Much of the blame should lay with her father for making that choice and putting his daughter in this position to begin with. Her chemistry with Vincent is questionable throughout despite the best efforts of all concerned. Emotionally stunted and being carried by Al Pacino and Diane Keaton to name a few, her Mary Corleone is vapid and detached from any drama which diminishes everything else. Although this home entertainment release has improved in some areas her performance remains very much intact, which is unfortunate.
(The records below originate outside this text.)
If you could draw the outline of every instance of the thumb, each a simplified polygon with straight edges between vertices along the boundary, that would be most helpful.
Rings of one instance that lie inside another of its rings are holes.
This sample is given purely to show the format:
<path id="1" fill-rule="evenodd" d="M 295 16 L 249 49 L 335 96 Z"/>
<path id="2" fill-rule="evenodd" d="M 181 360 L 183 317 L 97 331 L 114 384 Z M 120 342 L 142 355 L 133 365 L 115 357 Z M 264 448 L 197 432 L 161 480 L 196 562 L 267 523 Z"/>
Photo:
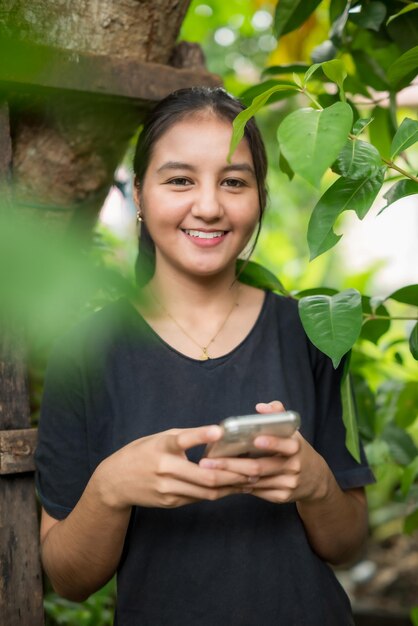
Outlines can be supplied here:
<path id="1" fill-rule="evenodd" d="M 258 402 L 255 405 L 257 413 L 282 413 L 285 408 L 279 400 L 272 400 L 271 402 Z"/>
<path id="2" fill-rule="evenodd" d="M 174 446 L 176 451 L 187 450 L 202 443 L 217 441 L 222 437 L 222 428 L 217 425 L 199 426 L 199 428 L 183 428 L 174 435 Z"/>

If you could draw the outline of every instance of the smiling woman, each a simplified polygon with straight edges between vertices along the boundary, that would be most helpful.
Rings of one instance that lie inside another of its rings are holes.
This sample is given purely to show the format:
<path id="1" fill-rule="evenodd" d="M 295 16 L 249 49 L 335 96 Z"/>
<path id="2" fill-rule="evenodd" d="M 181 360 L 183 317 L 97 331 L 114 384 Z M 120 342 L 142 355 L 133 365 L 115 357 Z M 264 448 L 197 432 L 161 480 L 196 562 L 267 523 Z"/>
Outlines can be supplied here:
<path id="1" fill-rule="evenodd" d="M 227 161 L 242 108 L 195 88 L 151 113 L 134 163 L 137 298 L 71 331 L 46 376 L 43 564 L 75 600 L 117 572 L 120 626 L 353 624 L 327 561 L 364 540 L 373 476 L 345 448 L 342 368 L 293 301 L 236 275 L 266 200 L 253 120 Z M 257 458 L 201 458 L 222 418 L 284 406 L 300 432 L 255 438 Z"/>

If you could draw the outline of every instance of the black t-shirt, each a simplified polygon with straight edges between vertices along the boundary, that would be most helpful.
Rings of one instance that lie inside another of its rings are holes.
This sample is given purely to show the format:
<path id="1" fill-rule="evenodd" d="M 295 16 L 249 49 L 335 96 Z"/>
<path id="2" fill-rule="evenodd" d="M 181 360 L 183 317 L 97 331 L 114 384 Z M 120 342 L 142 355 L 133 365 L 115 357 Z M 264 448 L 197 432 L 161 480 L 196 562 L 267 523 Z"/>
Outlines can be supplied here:
<path id="1" fill-rule="evenodd" d="M 166 344 L 125 299 L 73 329 L 48 366 L 36 453 L 46 511 L 65 518 L 92 472 L 125 444 L 218 423 L 280 400 L 342 489 L 373 482 L 347 451 L 339 381 L 292 300 L 266 293 L 248 336 L 199 361 Z M 200 450 L 189 451 L 197 461 Z M 237 494 L 134 507 L 117 576 L 119 626 L 348 626 L 348 599 L 311 549 L 296 505 Z"/>

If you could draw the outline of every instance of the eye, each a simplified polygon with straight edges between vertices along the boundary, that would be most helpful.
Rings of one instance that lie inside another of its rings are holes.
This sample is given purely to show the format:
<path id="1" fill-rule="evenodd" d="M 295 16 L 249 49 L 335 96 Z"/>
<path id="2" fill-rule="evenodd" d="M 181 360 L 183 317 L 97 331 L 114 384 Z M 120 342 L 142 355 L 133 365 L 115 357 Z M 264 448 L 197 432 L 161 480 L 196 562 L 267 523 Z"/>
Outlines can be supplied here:
<path id="1" fill-rule="evenodd" d="M 185 187 L 187 185 L 191 185 L 192 183 L 188 178 L 177 177 L 177 178 L 171 178 L 169 181 L 167 181 L 166 184 L 174 185 L 175 187 Z"/>
<path id="2" fill-rule="evenodd" d="M 226 178 L 223 183 L 226 187 L 232 187 L 238 189 L 239 187 L 245 187 L 246 183 L 238 178 Z"/>

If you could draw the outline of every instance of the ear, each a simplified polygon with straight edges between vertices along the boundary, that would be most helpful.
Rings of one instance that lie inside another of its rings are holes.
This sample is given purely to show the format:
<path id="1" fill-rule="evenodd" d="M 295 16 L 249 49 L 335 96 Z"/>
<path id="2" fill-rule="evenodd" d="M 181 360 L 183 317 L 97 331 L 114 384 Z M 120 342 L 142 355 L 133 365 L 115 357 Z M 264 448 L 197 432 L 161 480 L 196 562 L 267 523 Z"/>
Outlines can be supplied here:
<path id="1" fill-rule="evenodd" d="M 137 209 L 139 209 L 139 207 L 141 206 L 141 189 L 139 185 L 139 180 L 136 176 L 134 178 L 133 197 L 135 206 Z"/>

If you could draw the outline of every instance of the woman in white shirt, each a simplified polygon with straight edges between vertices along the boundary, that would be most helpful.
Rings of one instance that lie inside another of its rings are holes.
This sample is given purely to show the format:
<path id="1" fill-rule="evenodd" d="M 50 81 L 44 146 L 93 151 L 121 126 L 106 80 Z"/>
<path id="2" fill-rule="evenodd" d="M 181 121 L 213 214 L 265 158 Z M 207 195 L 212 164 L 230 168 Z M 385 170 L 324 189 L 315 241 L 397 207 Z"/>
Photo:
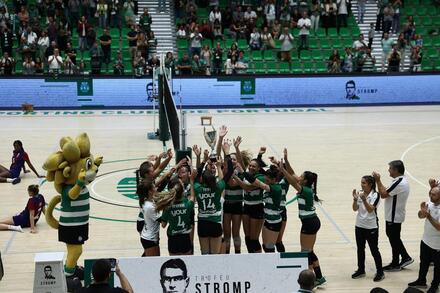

Structurally The Godfather, Coda moves things around to achieve a more satisfying narrative, but ultimately never measures up to parts one and two. Despite the operatic set pieces, sense of family occasion and conniving church members it lacks gravitas. Joe Mantegna’s Joey Zasa never feels threatening enough and Michael Corleone is impregnable even after his stroke. Some key cameo roles which act as subtle call backs to the earlier films fail to instil nostalgia, but only remind audiences of the inherent shortcomings on screen.
Where things do work are in the moments when flashbacks and montage bring all three together. A youthful Michael Corleone dancing with his departed Sicilian bride is cross cut subtly with the present day, where father and daughter are dancing during a celebration. That innate chemistry between Al Pacino and Diane Keaton still resonates, while moments with John Savage as the son of Robert Duvall’s Tom Hagen really get it right.
In a broader sense Francis Ford Coppola does family on film like no one else and that sense of togetherness also shines through. His ability to employ a huge interconnecting canvas of characters is still second to none, while intimate moments humanise gangster and assassin alike. In terms of running time The Godfather, Coda has lost a few minutes in total, which does make things move a little quicker. Major plot themes are introduced earlier to provide shape and context, while Coppola’s closing salvo loses some visual iconography but replaces it with an Italian proverb.
For those who own, remember and appreciate the original ending there will be debates to come. Whether this version is an improvement over the existing incarnation may again come down to personal taste. If Francis Ford Coppola has achieved anything new with The Godfather, Coda it is to provide clarity. There is now a distinguishable through line both in terms of plot and structure which was strangely lacking before. Whether this makes it a better film is an argument for others to have.
Mario Puzo’s The Godfather, Coda: The Death of Michael Corleone is in select cinemas from 5th and 6th December and available on Blu-ray and to Download & Keep from 8th December.